For his career, Jordan averages 3.1 offensive rebounds per game, and he says he’ll continue to crash to create more opportunities for his team.
“I try to do it all the time. Anytime I can get us an extra possession or create a foul for our team, it’s going to help us out in the long run. If we can ever get any opportunity to get a second chance point, then yeah.”
L.A. has had one of the better defenses in the NBA over the past couple of years, thanks in large part to the development of their defensive anchor in Jordan. However, having Jordan and Griffin hasn’t really helped put their offensive rebounding numbers at the top. In the 2014-15 season, L.A. ranked 28th in offensive rebounding and in 2015-16, they ranked 29th. It’s still early, but this year might be a different story as Jordan and the Clippers have gotten off to a tremendous start. He’s now pulled in a combined 13 offensive rebounds and the team has 29 offensive rebounds through the first two games of the season.
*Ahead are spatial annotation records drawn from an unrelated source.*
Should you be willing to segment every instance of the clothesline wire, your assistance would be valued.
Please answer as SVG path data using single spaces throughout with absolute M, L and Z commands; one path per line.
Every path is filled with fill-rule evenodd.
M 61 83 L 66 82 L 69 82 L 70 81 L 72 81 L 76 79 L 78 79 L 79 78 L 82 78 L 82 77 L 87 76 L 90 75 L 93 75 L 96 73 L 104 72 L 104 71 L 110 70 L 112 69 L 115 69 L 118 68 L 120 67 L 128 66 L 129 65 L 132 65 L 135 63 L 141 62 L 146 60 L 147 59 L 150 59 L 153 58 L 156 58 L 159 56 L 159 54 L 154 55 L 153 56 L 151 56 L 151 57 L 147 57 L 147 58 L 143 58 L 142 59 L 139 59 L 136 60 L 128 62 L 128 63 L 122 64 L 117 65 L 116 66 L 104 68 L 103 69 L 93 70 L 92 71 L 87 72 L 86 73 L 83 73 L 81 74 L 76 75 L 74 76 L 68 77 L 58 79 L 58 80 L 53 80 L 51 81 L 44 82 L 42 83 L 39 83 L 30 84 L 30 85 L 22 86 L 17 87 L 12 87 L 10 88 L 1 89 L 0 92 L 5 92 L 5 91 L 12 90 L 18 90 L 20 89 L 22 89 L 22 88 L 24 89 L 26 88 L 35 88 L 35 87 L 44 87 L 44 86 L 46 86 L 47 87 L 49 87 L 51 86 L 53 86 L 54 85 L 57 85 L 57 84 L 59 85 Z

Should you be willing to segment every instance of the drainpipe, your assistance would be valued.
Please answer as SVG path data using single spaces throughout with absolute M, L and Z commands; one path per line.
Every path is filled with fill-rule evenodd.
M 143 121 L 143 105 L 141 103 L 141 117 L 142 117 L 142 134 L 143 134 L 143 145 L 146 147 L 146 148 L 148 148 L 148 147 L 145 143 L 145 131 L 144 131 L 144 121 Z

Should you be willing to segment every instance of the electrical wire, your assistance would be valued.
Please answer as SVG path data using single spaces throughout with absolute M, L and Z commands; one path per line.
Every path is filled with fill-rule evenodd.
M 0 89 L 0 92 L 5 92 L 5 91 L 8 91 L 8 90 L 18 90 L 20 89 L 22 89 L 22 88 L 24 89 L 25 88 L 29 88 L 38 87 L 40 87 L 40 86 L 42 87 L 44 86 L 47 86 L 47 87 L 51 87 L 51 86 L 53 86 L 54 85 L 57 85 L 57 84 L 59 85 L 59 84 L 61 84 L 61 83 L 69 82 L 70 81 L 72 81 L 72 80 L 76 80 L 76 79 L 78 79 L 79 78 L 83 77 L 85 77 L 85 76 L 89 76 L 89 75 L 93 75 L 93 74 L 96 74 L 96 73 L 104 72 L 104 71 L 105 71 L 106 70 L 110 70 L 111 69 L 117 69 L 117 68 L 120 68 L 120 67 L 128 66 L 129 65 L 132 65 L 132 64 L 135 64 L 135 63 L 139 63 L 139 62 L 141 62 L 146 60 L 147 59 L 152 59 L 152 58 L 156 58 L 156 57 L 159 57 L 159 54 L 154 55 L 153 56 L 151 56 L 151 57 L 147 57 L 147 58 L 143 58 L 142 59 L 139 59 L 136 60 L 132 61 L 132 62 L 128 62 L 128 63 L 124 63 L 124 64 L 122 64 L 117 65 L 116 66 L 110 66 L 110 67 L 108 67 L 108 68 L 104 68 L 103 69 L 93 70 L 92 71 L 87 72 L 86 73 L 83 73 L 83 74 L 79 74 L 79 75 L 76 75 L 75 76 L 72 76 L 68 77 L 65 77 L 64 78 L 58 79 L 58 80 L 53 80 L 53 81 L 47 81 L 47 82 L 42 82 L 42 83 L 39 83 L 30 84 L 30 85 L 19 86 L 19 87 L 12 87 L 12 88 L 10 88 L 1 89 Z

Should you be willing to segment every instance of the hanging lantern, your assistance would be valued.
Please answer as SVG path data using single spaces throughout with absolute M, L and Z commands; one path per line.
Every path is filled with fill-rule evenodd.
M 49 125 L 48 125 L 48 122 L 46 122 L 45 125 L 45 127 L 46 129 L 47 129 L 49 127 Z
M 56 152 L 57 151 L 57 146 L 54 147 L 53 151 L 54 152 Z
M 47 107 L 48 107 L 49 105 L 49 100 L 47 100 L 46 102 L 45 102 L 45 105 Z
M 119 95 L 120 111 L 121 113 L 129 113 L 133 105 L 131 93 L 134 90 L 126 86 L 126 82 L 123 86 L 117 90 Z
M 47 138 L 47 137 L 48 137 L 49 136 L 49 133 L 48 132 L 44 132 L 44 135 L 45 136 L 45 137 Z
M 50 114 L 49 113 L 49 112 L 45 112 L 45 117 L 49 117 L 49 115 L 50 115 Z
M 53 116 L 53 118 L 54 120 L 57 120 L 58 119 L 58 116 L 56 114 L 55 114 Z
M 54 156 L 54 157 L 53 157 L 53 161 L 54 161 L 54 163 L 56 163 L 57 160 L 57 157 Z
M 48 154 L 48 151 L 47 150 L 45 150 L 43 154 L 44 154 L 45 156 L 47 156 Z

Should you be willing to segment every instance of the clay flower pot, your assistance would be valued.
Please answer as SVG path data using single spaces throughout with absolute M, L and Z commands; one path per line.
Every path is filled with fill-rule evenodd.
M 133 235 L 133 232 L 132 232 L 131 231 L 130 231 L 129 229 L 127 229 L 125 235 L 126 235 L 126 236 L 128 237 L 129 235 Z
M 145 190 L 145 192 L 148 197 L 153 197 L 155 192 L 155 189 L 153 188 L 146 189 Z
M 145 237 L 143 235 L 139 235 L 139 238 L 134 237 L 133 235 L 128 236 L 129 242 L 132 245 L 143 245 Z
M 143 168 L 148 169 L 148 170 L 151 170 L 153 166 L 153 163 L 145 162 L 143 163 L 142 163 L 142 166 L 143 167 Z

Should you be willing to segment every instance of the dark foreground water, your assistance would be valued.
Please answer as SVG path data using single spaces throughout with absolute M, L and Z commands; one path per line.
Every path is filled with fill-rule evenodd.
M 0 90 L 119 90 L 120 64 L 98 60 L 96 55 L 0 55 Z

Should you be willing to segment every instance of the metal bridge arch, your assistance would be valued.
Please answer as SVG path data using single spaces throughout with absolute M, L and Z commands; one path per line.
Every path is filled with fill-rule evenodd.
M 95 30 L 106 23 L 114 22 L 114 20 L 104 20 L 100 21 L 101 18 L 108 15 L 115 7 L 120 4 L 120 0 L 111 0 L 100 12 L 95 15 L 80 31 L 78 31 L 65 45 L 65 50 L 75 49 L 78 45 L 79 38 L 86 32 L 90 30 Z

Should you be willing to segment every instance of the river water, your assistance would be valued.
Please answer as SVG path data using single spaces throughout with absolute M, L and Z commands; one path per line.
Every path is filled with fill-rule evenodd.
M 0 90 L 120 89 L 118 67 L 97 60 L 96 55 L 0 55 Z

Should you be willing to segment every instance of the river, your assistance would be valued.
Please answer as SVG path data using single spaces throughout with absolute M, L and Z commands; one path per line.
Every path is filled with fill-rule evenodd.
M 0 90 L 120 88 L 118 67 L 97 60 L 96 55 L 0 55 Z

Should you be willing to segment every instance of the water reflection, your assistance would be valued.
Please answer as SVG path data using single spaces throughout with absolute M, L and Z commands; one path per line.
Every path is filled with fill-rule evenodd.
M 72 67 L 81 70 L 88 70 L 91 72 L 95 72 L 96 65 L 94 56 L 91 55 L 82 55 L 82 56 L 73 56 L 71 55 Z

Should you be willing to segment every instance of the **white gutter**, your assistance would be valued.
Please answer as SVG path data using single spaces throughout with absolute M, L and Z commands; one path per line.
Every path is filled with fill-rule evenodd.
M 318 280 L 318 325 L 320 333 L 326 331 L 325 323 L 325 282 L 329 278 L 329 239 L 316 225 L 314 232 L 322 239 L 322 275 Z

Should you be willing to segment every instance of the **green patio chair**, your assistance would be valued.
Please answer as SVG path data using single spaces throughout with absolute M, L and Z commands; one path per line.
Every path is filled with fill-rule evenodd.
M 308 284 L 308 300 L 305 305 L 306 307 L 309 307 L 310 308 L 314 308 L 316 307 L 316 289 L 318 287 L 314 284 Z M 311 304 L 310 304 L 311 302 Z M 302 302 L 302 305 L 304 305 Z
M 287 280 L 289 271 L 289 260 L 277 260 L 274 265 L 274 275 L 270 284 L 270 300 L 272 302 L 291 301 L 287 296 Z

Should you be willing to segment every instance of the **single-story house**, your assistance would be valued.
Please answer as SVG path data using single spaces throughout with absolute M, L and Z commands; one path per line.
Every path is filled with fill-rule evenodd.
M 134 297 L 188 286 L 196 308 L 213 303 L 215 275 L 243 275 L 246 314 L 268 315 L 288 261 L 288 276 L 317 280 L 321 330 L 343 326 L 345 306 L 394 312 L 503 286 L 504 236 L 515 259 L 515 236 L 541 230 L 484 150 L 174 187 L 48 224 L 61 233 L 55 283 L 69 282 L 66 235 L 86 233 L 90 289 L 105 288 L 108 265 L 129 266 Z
Coach Rivers doesn’t really care for the offensive rebounding numbers although he encourages his guys to crash the glass. That is, as long as their defense isn’t affected.
“That is not a focus. I want to be a better offensive rebounding team, don’t get me wrong. I’d rather not give up points the other way.
“Blake, DJ, Mo, or even Austin or CP. Doesn’t matter, if they’re under the basket, we want you to go after it. If you don’t get it, you gotta get back.”
So far, the increase in offensive rebounding against a couple of solid rebounding teams has resulted in wins for the team. It’ll surely be interesting to see if L.A. can continue to rebound like this as the season goes on. If it keeps resulting in wins, will Rivers change his mind to consider making offensive rebounding a focus?